RCN calls for urgent investment in school nursing to help mental health fight

Written by: Pete Henshaw | Published:

Urgent investment in school nursing services is needed if we are to tackle the crisis in children’s mental health, the Royal College Of Nursing (RCN) has said.

One in 10 school children now has a diagnosable mental health condition – three in every classroom – but the RCN is concerned that only 0.7 per cent of NHS funding is spent on young people’s mental health.

Furthermore, the body points to evidence from the Centre Forum think-tank showing that 23 per cent of young people are being turned away from local mental health services.

However, despite this, a survey released at the RCN’s annual congress in Glasgow on Sunday (June 19) raises concerns about a lack of school nurses to pick up the slack.
The RCN says that “school nurses are perfectly placed to identify potential problems and initiate early intervention mental health care”.

However, the survey found that 68 per cent of the school nurses surveyed said there were insufficient school nursing services in their area to provide the care and support children and young people need.

Furthermore, 70 per cent said their current workload was too heavy, with 28 per cent saying that they work over their contracted hours every single day already.

The number of school nurses has fallen by 10 per cent since 2010. It means that there are only 2,700 caring for more than nine million pupils.

The survey also found that administration takes up much of school nurses’ time (30 per cent reported this), while 39 per cent said that they had insufficient resources to do their jobs effectively.

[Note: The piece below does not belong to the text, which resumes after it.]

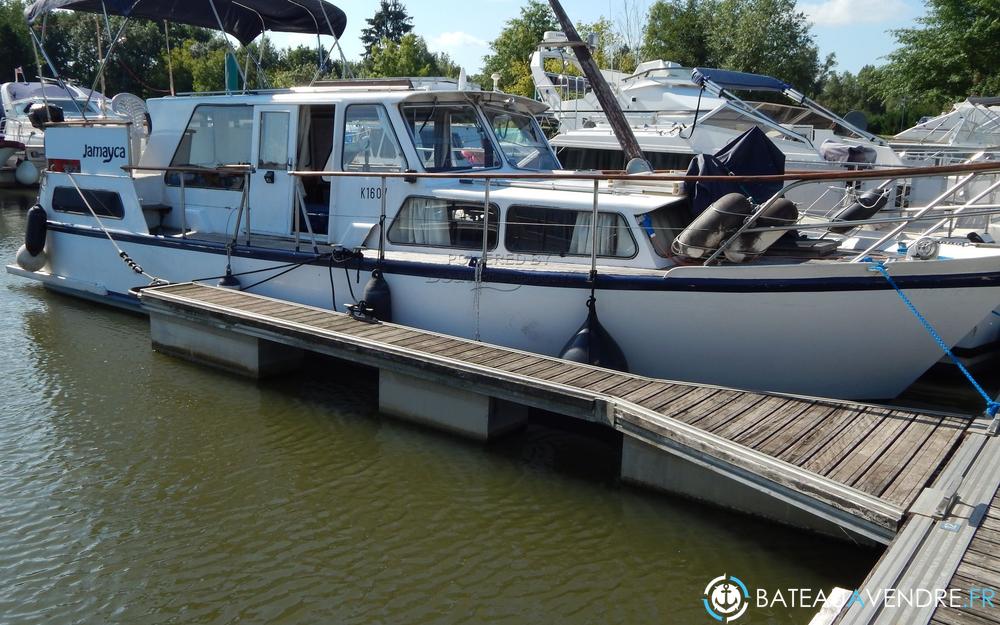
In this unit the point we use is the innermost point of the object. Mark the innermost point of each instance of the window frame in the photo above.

Janet Davies, chief executive and general secretary of the RCN, said: “Mental health is a mounting problem for children and young people. There are huge variations in care across the country and far too many vulnerable children are just not getting the support they need.

“School nurses have the skills and the experience to provide a wide range of mental health support, from counselling to promoting healthy lifestyles. But there are too few of them, and they are simply too stretched. All children deserve access to the right care, in the right place, at the right time. Only by investing in school nursing and wider mental health services can this crisis be tackled and children be given the best chance possible of leading happy and healthy lives.”